The results may make traders skittish about tech stocks because SAP sells big-ticket software packages to corporate customers—clients that were supposed to be more insulated from the recession than cash-strapped consumers. SAP’s biggest rival, Oracle (ORCL), reported last month that sales slid 6.6% to $5 billion in its latest quarter, and analysts hoped SAP would indicate that corporate IT spending was bouncing back. But the company’s disappointing results and earnings forecast indicate that a rebound may not kick in until the first quarter of 2010, instead of later this year.
“Stock prices got overly excited about a recovery before we saw real evidence of it coming through,” says Rajeev Bahl, a tech analyst with Piper Jaffray in London. The markets are also looking for margin expansion, he adds, and SAP failed to deliver in that area. Traders took a dim view of the results too, sending SAP shares down over 7% in Frankfurt trading, their biggest decline since last October. SAP’s stock had been a winner this year, up 36%. But the stock now seems to have “overcooked the pace of recovery,” says Bahl.
IN OTHER NEWS:

Congress maybe a tough audience when it comes to reforming health care, but what about investors? The answer could come today, when several companies in the health insurance sector reporting earnings.
Among the firms under the microscope: Universal American (UAM), which primarily focuses on seniors. The company is particularly vulnerable to any changes to the Medicare Advantage program and government payments for this program are already set to decrease next year. Early flu-season medical costs will be a focus for the earnings release after the market closes today, and commentary about the company’s plans for next year will be key in the conference call Thursday morning, says Dave Shove, an analyst at BMO Capital Markets. Analysts expect the company to report earnings of 59 cents a share, down from 65 cents a share in the year-ago quarter, but revenue of $1.19 billion, 8.6% above last year’s results.

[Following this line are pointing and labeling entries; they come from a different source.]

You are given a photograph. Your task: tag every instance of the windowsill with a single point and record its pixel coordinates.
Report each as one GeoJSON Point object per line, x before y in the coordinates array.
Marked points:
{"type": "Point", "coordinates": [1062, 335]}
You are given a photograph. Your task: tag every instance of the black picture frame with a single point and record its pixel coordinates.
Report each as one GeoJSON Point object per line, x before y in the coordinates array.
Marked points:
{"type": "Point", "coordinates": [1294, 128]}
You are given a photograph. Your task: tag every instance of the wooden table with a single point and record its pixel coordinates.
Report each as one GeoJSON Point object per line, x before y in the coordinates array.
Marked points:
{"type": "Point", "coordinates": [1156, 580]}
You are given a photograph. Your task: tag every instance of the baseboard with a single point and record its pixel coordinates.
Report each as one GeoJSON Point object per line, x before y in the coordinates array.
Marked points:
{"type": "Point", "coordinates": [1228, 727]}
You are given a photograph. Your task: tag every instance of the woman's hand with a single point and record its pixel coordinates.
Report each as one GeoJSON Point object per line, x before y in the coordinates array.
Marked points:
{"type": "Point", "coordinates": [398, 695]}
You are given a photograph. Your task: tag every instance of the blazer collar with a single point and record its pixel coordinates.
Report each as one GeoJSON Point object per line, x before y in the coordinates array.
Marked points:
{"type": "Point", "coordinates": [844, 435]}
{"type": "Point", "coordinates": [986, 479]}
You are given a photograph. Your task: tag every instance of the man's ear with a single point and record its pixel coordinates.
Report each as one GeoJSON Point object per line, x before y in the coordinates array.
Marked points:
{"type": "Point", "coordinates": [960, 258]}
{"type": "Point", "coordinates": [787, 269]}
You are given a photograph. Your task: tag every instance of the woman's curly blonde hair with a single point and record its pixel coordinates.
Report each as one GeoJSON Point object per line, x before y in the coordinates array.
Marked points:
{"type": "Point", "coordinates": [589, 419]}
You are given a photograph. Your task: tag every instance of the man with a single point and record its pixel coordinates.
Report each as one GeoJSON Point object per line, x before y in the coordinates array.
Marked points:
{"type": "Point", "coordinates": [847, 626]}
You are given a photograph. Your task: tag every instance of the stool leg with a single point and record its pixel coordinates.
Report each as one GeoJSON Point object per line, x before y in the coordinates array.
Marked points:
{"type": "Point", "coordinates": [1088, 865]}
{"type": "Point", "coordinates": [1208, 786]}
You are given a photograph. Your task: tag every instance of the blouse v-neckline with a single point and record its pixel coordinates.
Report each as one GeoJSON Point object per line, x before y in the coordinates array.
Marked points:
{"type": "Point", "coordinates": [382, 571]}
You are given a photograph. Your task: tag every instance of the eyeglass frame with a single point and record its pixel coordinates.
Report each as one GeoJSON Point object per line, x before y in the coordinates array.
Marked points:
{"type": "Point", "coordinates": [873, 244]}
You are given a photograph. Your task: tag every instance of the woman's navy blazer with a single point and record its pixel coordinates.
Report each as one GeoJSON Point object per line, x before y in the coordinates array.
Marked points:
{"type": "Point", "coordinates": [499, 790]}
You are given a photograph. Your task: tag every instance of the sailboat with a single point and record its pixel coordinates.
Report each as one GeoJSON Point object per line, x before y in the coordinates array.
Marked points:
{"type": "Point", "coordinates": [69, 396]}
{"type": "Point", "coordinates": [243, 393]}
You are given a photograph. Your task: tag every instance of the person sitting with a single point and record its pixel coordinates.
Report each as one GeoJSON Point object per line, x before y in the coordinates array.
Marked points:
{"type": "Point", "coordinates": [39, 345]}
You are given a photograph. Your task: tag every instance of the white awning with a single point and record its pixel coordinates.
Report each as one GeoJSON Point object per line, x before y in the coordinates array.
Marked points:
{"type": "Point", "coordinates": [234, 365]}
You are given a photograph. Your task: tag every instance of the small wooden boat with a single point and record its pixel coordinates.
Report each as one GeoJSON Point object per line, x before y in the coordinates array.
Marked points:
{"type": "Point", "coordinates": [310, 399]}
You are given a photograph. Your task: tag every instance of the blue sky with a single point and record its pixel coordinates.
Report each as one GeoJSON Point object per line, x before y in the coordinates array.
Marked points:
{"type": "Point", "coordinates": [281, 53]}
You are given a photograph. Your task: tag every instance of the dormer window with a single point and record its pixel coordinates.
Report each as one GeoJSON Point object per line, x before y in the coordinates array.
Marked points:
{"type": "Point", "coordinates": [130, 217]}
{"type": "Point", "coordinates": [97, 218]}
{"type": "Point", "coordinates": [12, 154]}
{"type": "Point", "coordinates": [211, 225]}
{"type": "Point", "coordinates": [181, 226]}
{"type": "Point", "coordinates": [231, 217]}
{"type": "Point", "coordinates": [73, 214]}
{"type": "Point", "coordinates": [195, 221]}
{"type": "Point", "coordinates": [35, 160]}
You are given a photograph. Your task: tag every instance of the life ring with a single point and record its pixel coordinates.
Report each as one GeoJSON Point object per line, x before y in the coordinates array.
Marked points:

Aflac’s (AFL), which offers insurance designed to help insured people pay additional expenses, has a different set of issues. On one hand, the company is “likely to endure no matter what the outcome is” on health care reform, says Jeffrey Schuman, an analyst at Keefe, Bruyette, & Woods. But Aflac’s life insurance sales continue to suffer from weak demand. “Normally, in a recession, softer demand is offset by strong recruiting of sales agents,” Schuman says. But easier recruiting hasn’t compensated for weak demand in this case, he says. Analysts expect the company to report earnings of $1.20 per share, up from $1.02 per share in the year-ago quarter, and revenue of $4.68 billion, up strongly from last year.
Torchmark (TMK) also offers supplemental health coverage, including Medicare supplements, but they’ve been losing market share in that area, Schuman says. Torchmark appears to be benefiting more from strong recruiting than Aflac, so life insurance sales should be up 10% this quarter, he says. Analysts expect earnings of $1.49 a share, down slightly from the year-ago quarter, and revenue of $812.23 million, up 7.8% from the previous year.
Another issue to watch for both Aflac and Torchmark is the health of their investments, says Steven Schwartz, an analyst with Raymond James. Aflac is heavily invested in European banks, some of which have gotten state aid, while Torchmark’s portfolio leans toward US corporate bonds – both areas to watch when the companies report earnings after the market closes.